2.4.2. Computing the ranking
The ranking of variable is used in many methods that are focusing more on monotony than on linearity (this is discussed throughout this documentation when coping with regression, correlation matrix, …). The way this is done in Uranie is the following: for every attribute considered, (which means all attributes by default if the function is called without argument) a new attribute is created, whose name is constructed as the name of the considered attribute with the prefix “Rk_”. The ranking consists, for a simple double-precision attribute, in assigning to each attribute entry an integer, that goes from 1 to the number of patterns, following an order relation (in Uranie it is chosen so that 1 is the smallest value and \(N\) is the largest one).
This method has been modified in order to cope with constant size vectors, but also to stabilise its
behaviour when going from one compiler version to another. The first modification only consists in
considering every element of a constant-size vector independent from the others, so every element is
in fact treated as if they were different attributes. The second part is more technical as the sorting
method has been changed to use the std::stable_sort insuring that platforms (operating systems and
compiler versions) will have the same behaviour. The main problem was raising when two patterns had
the same value for the attribute under study. In this case, the ranking was not done in the same way
depending on the version of the compiler. Now it should be treated in the same way: if two or more
patterns have the same value for a specific attribute, the first met in the array of attribute value
will have the value \(i\) while the second one will be affected with \(i+1\) and so on… Here is a small
example of this computation:
"""
Example of rank usage for illustration purpose
"""
from URANIE import DataServer
tdsGeyser = DataServer.TDataServer("geyser", "poet")
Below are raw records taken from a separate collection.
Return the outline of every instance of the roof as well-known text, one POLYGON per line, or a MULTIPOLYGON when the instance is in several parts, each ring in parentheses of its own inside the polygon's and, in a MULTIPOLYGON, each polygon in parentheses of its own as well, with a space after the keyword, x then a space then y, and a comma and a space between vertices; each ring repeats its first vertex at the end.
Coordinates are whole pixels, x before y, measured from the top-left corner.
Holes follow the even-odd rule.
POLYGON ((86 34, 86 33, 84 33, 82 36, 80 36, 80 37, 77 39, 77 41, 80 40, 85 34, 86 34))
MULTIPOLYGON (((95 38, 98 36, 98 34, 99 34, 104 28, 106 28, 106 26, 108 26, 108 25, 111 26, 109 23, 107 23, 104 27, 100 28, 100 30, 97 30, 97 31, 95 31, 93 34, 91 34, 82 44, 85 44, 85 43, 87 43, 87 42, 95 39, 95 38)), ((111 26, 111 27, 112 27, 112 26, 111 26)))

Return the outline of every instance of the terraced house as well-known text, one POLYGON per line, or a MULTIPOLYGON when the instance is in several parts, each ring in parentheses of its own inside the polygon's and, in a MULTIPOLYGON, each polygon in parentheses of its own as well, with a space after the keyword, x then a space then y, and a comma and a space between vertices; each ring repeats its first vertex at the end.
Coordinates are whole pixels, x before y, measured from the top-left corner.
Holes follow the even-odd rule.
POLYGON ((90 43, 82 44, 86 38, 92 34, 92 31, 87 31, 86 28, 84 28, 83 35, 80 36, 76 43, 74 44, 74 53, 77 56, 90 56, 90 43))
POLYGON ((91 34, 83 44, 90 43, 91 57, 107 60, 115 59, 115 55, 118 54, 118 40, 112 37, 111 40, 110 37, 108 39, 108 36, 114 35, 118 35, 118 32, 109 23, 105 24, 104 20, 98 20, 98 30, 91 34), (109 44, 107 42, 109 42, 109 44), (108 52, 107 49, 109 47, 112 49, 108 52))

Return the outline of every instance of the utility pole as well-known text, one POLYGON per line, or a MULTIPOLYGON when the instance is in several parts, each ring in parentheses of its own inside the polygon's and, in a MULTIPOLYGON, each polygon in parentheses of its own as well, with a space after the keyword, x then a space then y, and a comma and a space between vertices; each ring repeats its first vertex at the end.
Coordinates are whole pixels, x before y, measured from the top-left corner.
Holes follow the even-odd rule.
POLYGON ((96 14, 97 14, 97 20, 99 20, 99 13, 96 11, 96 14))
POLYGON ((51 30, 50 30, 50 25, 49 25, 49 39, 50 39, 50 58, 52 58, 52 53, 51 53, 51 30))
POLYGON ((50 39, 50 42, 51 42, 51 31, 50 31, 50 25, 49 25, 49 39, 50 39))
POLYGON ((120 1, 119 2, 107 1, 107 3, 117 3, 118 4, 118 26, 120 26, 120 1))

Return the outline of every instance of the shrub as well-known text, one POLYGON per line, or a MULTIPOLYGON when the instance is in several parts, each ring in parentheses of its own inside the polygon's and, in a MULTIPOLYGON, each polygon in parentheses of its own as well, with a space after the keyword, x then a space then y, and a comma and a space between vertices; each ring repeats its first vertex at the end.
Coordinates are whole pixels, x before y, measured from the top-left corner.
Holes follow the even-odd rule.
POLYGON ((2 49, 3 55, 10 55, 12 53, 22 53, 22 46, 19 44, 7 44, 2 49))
tdsGeyser.fileDataRead("geyser.dat")
tdsGeyser.computeRank("x1")
tdsGeyser.computeStatistic("Rk_x1")
print("NPatterns="+str(tdsGeyser.getNPatterns())+"; min(Rk_x1)= " +
str(tdsGeyser.getAttribute("Rk_x1").getMinimum())+"; max(Rk_x1)= " +
str(tdsGeyser.getAttribute("Rk_x1").getMaximum()))
This macro should returns
NPatterns=272; min(Rk_x1)= 1.0; max(Rk_x1)= 272.0
Summary: computeRank
computeRank(const char* varexp=”*”, option* option)Create a new attribute for every attribute requested (or for all attributes if no argument is provided)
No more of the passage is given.